Example two, DC Rainmaker by Ray Maker, a triathlete. I highlighted Ray’s blog recently. Written primarily for other triathletes, the content tends towards the science of triathlon training. His reviews of triathlon related electronics are the clearest, most detailed, and intelligently written up on the internet. He’s also an outstanding photog who sprinkles twenty or so pics in his three or four posts a week. Ray is my “stage’s edge” example. Two-thirds of the time he focuses in on all things triathlon. The other third, you learn about his worldwide travels (I’m guessing he does IT for the State Department), his fascination with sharks, his love of cooking and food, and “The Girl” who he was recently engaged to.

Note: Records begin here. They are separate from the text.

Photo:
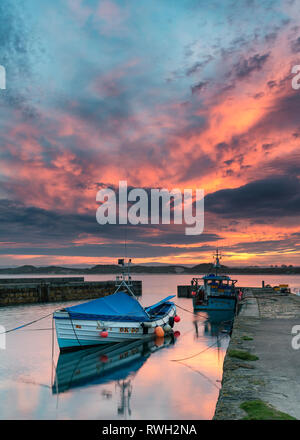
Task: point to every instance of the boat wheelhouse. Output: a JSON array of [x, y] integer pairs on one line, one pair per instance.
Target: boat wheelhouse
[[214, 291]]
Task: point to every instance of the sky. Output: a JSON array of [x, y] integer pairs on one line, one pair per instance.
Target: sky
[[163, 94]]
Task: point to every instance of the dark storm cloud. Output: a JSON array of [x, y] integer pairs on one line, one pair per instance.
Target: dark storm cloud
[[269, 198], [23, 224]]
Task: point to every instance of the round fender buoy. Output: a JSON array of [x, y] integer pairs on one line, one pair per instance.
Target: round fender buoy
[[159, 341], [159, 332], [167, 328]]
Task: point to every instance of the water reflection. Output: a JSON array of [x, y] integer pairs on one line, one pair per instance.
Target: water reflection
[[117, 363], [218, 324]]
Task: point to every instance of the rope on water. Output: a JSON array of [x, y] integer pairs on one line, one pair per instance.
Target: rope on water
[[200, 352]]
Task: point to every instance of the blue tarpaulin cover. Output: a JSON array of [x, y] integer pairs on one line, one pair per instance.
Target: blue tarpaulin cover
[[116, 307], [163, 301]]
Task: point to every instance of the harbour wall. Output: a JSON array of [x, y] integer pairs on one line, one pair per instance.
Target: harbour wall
[[38, 290], [261, 366]]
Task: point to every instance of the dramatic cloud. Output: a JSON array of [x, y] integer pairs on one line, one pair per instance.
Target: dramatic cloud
[[196, 95]]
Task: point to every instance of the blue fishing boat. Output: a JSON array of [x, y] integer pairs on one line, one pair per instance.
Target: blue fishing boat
[[105, 363], [114, 318], [214, 291]]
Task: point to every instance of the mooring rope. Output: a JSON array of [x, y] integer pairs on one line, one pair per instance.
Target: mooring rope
[[200, 352]]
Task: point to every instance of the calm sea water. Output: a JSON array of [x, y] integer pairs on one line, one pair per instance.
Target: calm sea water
[[177, 380]]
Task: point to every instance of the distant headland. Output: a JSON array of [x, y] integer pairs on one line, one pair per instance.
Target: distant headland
[[161, 269]]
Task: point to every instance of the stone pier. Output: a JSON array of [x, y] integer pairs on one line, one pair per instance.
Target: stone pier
[[15, 291], [261, 366]]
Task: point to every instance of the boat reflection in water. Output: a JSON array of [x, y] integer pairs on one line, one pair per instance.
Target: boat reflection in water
[[108, 363], [217, 324]]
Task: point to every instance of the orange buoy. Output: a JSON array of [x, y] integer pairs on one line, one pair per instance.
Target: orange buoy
[[159, 341], [159, 332]]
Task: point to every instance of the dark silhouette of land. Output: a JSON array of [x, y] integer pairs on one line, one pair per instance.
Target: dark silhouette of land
[[171, 269]]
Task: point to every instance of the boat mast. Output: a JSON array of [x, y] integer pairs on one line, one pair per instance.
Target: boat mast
[[217, 263], [124, 280]]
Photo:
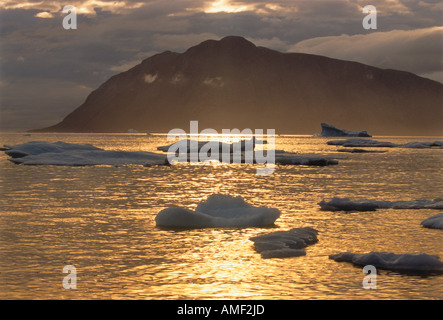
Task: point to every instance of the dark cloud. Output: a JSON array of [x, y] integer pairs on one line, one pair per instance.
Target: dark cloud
[[119, 34]]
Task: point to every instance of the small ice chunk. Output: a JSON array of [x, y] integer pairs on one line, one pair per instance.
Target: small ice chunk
[[345, 204], [434, 222], [331, 131], [282, 253], [282, 244], [358, 143], [392, 261], [71, 154], [218, 211]]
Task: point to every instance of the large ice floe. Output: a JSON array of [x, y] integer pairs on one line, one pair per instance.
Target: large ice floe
[[331, 131], [419, 262], [345, 204], [71, 154], [358, 143], [284, 244], [434, 222], [218, 211]]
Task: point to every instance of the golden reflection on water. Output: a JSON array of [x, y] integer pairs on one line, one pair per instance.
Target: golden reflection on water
[[101, 219]]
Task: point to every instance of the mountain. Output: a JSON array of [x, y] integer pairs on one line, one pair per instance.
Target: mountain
[[231, 83]]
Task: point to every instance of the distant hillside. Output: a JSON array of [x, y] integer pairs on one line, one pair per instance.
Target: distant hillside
[[231, 83]]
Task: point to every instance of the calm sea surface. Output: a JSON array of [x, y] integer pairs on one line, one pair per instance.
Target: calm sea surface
[[100, 219]]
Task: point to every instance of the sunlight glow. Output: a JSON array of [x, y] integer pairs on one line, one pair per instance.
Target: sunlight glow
[[226, 6]]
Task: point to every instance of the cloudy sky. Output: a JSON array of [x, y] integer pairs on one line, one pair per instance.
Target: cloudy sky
[[47, 71]]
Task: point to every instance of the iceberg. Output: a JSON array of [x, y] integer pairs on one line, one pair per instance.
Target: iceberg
[[420, 262], [358, 143], [345, 204], [71, 154], [360, 151], [286, 158], [331, 131], [284, 244], [218, 211], [434, 222]]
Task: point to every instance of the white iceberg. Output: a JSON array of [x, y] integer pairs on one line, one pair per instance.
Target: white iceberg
[[196, 146], [355, 150], [345, 204], [391, 261], [71, 154], [283, 244], [358, 143], [331, 131], [434, 222], [218, 211]]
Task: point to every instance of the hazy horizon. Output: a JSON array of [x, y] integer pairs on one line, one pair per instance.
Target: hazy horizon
[[47, 71]]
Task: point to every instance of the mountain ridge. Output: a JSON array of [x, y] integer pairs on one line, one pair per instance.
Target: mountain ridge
[[232, 83]]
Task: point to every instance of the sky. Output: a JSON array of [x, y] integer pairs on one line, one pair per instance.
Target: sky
[[47, 71]]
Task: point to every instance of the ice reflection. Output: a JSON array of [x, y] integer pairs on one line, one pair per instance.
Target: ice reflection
[[101, 219]]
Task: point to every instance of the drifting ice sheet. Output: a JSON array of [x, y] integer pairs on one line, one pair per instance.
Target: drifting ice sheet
[[218, 211], [434, 222], [70, 154], [358, 143], [283, 244], [391, 261], [331, 131], [345, 204]]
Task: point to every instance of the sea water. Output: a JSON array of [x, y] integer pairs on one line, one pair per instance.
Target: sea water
[[100, 219]]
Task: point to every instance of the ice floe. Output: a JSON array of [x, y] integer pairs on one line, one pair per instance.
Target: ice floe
[[358, 143], [434, 222], [391, 261], [331, 131], [345, 204], [71, 154], [283, 244], [218, 211], [287, 158]]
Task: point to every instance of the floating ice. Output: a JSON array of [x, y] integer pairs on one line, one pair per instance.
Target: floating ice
[[331, 131], [356, 143], [283, 244], [434, 222], [345, 204], [218, 211], [195, 146], [391, 261], [70, 154], [286, 158], [360, 151]]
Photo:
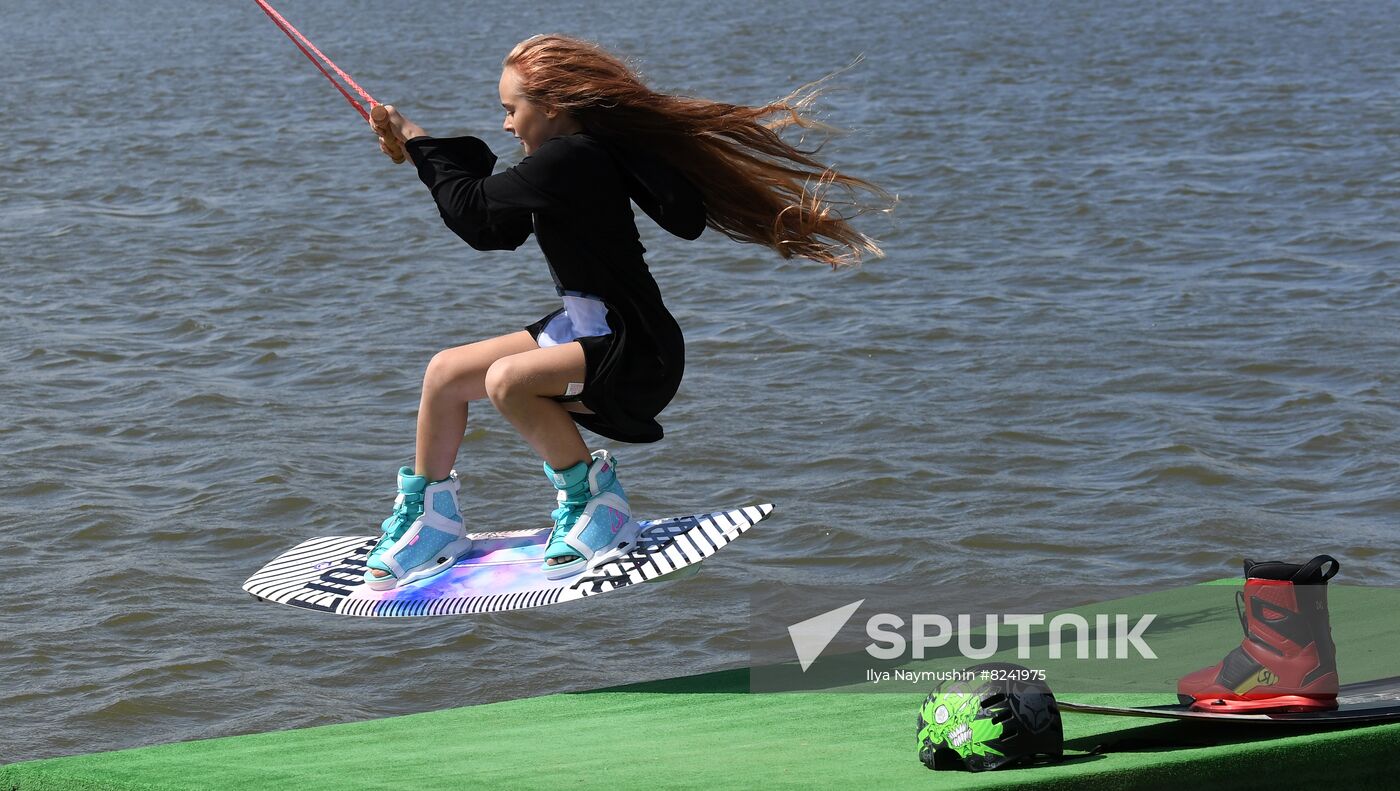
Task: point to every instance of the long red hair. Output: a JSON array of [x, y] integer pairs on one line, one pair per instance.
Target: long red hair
[[758, 188]]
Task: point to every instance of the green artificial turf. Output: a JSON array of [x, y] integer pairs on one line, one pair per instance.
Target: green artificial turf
[[710, 731]]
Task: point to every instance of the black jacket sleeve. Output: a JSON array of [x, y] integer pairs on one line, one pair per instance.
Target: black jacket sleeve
[[493, 212]]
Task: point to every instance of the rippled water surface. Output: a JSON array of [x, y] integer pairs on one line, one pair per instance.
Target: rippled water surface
[[1137, 319]]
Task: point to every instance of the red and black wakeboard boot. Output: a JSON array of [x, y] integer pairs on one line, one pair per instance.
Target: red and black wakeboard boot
[[1287, 661]]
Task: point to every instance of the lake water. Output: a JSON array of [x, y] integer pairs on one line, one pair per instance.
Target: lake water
[[1137, 319]]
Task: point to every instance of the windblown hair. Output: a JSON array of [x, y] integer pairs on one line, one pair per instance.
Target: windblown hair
[[756, 186]]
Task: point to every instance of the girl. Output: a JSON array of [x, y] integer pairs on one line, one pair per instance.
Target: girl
[[611, 359]]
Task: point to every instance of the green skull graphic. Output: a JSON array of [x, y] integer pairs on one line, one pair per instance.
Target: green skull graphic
[[951, 720]]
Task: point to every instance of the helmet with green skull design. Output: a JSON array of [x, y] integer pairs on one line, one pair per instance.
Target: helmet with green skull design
[[989, 720]]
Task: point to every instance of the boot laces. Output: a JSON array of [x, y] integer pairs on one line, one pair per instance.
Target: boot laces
[[566, 515], [405, 511]]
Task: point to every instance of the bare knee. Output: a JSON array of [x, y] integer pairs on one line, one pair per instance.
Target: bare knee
[[448, 374], [504, 381]]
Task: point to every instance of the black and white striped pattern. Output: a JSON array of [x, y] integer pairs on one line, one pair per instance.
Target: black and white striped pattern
[[322, 573]]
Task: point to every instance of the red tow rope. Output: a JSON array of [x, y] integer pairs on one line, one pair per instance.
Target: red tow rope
[[307, 48]]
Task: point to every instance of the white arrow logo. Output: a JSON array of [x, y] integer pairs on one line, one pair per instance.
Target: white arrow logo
[[814, 634]]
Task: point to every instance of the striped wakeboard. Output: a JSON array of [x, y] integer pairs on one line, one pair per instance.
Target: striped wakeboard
[[501, 571]]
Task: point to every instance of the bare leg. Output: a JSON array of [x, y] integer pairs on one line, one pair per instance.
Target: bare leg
[[454, 378], [522, 387]]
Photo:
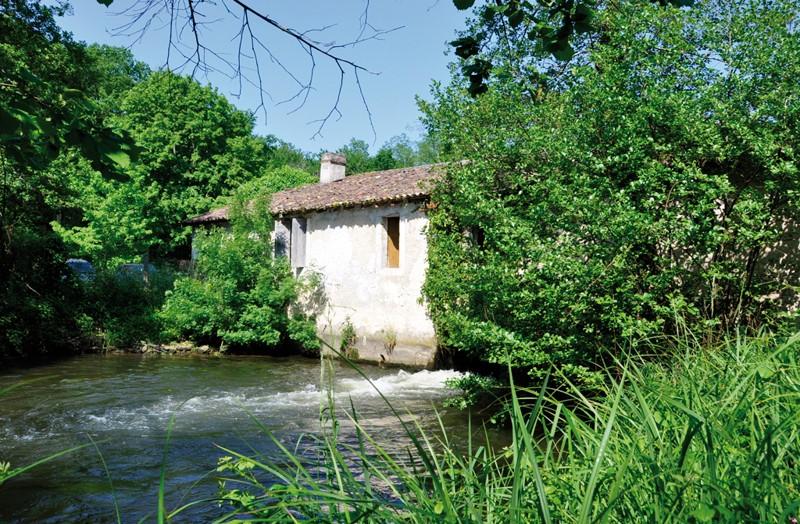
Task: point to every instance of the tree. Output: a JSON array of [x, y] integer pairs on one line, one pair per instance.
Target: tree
[[653, 191], [195, 149], [44, 76], [249, 25], [547, 28]]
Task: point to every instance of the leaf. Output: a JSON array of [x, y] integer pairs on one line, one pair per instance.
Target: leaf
[[515, 18], [564, 53], [704, 513]]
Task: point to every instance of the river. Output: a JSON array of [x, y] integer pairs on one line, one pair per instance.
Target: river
[[124, 403]]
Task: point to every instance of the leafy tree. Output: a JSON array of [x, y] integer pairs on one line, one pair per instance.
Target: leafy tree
[[44, 76], [239, 294], [116, 70], [537, 28], [195, 148], [650, 191]]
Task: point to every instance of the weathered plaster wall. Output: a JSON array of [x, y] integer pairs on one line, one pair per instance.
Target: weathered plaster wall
[[349, 249]]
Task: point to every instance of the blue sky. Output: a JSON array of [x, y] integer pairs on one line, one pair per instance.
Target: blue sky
[[405, 59]]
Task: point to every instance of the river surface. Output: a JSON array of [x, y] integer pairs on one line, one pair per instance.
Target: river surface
[[124, 404]]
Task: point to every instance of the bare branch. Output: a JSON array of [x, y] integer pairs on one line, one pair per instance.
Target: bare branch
[[187, 20]]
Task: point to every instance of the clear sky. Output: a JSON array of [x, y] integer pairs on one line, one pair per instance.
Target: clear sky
[[405, 59]]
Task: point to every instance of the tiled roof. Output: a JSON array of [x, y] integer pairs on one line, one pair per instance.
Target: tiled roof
[[377, 187]]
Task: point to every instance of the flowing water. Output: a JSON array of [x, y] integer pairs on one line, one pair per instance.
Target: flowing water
[[124, 404]]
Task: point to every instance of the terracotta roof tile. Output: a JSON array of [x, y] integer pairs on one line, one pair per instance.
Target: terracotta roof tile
[[377, 187]]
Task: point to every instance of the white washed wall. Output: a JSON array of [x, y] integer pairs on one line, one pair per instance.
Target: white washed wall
[[348, 247]]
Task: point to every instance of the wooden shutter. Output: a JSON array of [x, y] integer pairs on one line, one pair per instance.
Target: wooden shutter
[[393, 242], [298, 245], [283, 235]]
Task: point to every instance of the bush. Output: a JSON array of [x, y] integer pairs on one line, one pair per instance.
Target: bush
[[709, 436], [239, 295], [122, 309]]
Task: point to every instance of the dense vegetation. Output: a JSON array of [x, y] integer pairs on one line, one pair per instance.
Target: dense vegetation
[[706, 435], [102, 158], [648, 183], [625, 226]]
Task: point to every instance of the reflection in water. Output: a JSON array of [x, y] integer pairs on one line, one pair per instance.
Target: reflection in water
[[125, 403]]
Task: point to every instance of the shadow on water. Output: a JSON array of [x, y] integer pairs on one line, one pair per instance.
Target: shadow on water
[[124, 403]]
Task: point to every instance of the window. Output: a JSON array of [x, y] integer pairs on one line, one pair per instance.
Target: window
[[392, 225], [290, 240], [298, 243]]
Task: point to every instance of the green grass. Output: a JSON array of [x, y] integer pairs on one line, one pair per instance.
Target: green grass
[[709, 434]]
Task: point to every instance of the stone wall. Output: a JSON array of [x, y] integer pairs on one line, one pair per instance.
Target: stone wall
[[348, 249]]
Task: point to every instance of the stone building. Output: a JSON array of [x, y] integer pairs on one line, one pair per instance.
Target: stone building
[[364, 236]]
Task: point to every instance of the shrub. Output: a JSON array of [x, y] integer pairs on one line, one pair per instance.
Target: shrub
[[707, 436], [122, 309], [239, 295]]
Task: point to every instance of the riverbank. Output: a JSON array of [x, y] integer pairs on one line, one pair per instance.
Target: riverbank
[[125, 402]]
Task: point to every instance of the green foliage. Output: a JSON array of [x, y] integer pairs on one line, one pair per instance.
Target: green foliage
[[122, 310], [348, 339], [708, 436], [550, 27], [239, 295], [656, 182], [399, 151], [44, 111]]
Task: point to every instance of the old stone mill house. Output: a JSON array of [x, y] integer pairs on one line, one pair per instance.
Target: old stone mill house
[[363, 235]]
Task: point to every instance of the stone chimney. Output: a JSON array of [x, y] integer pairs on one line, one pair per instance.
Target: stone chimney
[[331, 168]]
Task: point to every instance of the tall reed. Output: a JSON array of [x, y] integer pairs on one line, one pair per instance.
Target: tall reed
[[707, 435]]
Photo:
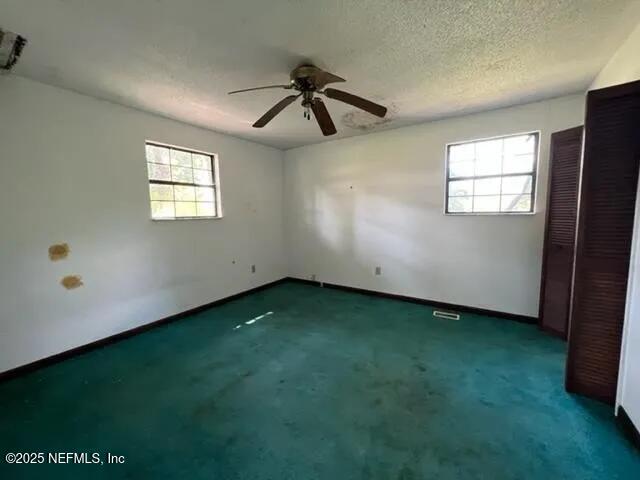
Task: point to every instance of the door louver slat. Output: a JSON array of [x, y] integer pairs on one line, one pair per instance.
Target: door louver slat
[[607, 205]]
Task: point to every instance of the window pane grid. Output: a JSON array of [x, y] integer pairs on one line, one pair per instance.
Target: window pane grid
[[502, 179], [181, 183]]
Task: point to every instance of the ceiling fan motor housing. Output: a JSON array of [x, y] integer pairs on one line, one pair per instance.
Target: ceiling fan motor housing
[[303, 77]]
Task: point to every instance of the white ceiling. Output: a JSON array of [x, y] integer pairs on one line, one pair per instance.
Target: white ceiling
[[423, 59]]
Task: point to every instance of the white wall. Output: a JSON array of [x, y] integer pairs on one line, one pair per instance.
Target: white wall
[[72, 169], [378, 199], [624, 67]]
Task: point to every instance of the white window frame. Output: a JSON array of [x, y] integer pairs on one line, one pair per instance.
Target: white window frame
[[534, 182], [215, 165]]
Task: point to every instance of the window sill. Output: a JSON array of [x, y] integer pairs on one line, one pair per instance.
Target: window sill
[[491, 214], [184, 218]]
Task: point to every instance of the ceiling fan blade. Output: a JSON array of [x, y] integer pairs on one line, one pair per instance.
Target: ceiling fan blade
[[361, 103], [323, 118], [276, 109], [260, 88], [322, 78]]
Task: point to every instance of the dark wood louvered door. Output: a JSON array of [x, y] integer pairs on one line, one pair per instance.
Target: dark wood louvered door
[[603, 248], [560, 231]]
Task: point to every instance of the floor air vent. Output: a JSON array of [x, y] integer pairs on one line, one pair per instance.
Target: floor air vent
[[446, 315]]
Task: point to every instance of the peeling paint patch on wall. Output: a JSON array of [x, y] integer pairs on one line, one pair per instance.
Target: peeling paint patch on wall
[[58, 252], [71, 282]]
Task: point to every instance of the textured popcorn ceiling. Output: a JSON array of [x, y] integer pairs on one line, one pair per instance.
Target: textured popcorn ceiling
[[424, 59]]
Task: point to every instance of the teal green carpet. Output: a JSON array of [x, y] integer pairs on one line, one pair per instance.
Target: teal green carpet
[[330, 385]]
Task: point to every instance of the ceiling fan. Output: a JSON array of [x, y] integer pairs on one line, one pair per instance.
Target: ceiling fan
[[310, 80]]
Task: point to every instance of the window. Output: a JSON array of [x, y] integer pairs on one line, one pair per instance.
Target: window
[[182, 183], [496, 175]]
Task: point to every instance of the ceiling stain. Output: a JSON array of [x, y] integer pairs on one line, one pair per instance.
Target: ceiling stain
[[363, 121], [71, 282]]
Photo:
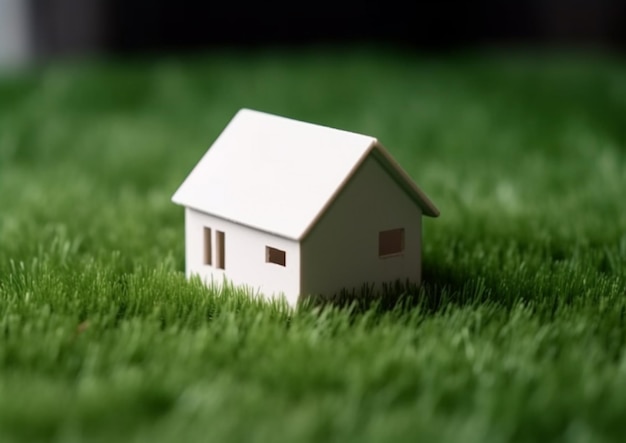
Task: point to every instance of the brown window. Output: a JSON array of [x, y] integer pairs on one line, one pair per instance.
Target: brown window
[[273, 255], [220, 244], [207, 246], [391, 242]]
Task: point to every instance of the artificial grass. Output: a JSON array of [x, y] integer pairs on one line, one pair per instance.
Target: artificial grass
[[518, 333]]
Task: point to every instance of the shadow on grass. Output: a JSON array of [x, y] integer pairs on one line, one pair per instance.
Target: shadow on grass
[[440, 288]]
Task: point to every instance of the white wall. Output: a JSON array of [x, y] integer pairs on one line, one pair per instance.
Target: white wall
[[342, 249], [14, 32], [245, 256]]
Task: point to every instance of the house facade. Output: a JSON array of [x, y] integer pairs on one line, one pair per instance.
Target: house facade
[[288, 208]]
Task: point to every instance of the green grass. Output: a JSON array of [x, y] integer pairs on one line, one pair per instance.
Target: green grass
[[517, 335]]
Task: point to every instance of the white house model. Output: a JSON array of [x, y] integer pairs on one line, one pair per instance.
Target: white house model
[[292, 208]]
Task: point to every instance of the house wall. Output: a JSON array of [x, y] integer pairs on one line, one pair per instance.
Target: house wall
[[245, 257], [341, 251]]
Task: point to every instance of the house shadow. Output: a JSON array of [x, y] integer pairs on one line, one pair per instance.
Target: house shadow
[[440, 288]]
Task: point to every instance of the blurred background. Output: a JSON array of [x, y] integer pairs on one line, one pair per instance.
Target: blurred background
[[44, 29]]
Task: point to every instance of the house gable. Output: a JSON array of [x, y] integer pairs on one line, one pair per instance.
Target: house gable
[[343, 249], [280, 175]]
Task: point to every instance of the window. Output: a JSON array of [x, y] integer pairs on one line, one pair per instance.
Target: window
[[391, 242], [208, 252], [220, 259], [273, 255]]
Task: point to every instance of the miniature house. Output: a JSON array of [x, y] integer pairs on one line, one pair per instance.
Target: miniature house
[[291, 208]]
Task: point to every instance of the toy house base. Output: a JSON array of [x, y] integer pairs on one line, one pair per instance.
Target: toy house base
[[291, 208]]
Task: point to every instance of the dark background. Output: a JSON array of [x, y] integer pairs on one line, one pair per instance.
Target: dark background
[[68, 27]]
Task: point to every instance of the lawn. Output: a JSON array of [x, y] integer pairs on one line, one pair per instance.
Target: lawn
[[518, 333]]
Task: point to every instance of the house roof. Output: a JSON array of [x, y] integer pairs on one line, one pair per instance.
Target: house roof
[[279, 175]]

Example three, Penelope Trunk’s Brazen Careerist. Penelope is the undisputed “center stage” champion. She’s successful I suspect for the same reasons the authors my writing students and I are reading—Esme Cadell, Sherman Alexie, and Frank McCourt—are: 1) She understands that not every moment in every day and not every day in every week is equally interesting. She’s skilled at teasing out from the details of her life “critical incidents” that encapsulate the most interesting elements of her life that also resonate with other people. 2) When describing and exploring the meaning of the critical incidents of her life she grabs readers by the collar by providing intimate details even when they are not flattering. Scratch that, especially when they’re not flattering. And there-in lies the third reason. 3) She doesn’t self-censure herself, instead she opts for authenticity, transparency, the unvarnished truth, pick your phrase(s). In the same literary vein, Tina Fey’s or Liz Lemon’s self-deprecation on “30 Rock” is pure genius.

So in essence, my sib didn’t go far enough. If I self-censure myself and churn out safe, vague, self-conscious descriptions of the personal aspects of my life no one will care for any parts of my personal life story let alone the swimming, cycling, and running chapters of it.

And in all honesty, three years in and I still haven’t figured out yet how to follow Trunk’s, Cadell’s, Alexie’s, and McCourt’s examples in this format. For example, I’ve consciously chosen not to write about the most personally significant thing that has happened to me this year. I’m not quitting though and I suppose this post is another step in the process of figuring where I want to sit on the continuum and exactly what type of blogger I want to be.